150 millions de consommateurs potentiels

Cet engouement de l’Inde pour le vin, à rebours des tendances internationales, est un phénomène aussi progressif que massif : depuis 2016, la consommation du sous-continent a lentement crû de 24,5 millions de litres à 37,5 millions (en 2022), pour s’envoler sur une projection de 66 millions de litres en 2027¹. Un phénomène anecdotique ? « Le vin représente encore une quantité négligeable de la consommation d’alcool, admet Vianney Meynier, responsable du secteur Agro en Inde pour Business France, mais son potentiel apparaît immense quand on considère qu’il pourrait être consommé par 10 % de la population indienne, soit…150 millions de personnes ».

Un art de vivre autant qu’une quête de qualité

Rouge, blanc, rosé, pétillant… cette boisson symbole de sophistication pour une jeunesse en quête de qualité progresse désormais sur les tables des restaurants autant que dans les foyers des grandes villes – un effet collatéral du confinement et de la fermeture des restaurants qui ont accéléré la structuration des réseaux de distribution. Emblème de cette massification du vin, la boutique Tonique à Bangalore décline sur plusieurs centaines de mètres carrés les étiquettes de 1500 marques de vins. Plus confidentiel mais sur un segment premium, le Wine Cellar « All Things Nice » de Nikhil Agarwal s’est installé en 2023 dans le quartier huppé de Malabar Hill à Mumbai. « Nous visons une clientèle en quête de raffinement, des curieux qui cherchent à mieux comprendre le monde du vin et à découvrir de nouveaux profils gustatifs. Avec l’augmentation du pouvoir d’achat, de plus en plus d’Indiens se mettent à voyager et le vin fait partie des plaisirs qu’ils aiment rapporter à la maison ».
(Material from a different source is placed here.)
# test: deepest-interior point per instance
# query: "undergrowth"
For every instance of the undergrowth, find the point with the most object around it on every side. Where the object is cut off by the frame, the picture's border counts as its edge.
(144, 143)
Plus inclusif que le whisky, moins sucré que les sodas, le vin séduit notamment les consommatrices de la classe moyenne supérieure qui voient en lui un produit de lifestyle autant que d’art culinaire. En 2025, la star de cinéma Malaika Arora s’est ainsi lancée dans l’ouverture d’un restaurant au design vintage nommé Scarlett House à Mumbai qui inclut un corner spécial « vins et fromages ». « Il y a une croissance en quantité et en qualité des lieux de consommation et d’achat de vins, confirme Vianney Meynier. Mais cela ne doit pas occulter une réalité structurante du marché indien : l’omniprésence des productions domestiques et la relative jeunesse du palais indien quant aux appellations et assemblages occidentaux ».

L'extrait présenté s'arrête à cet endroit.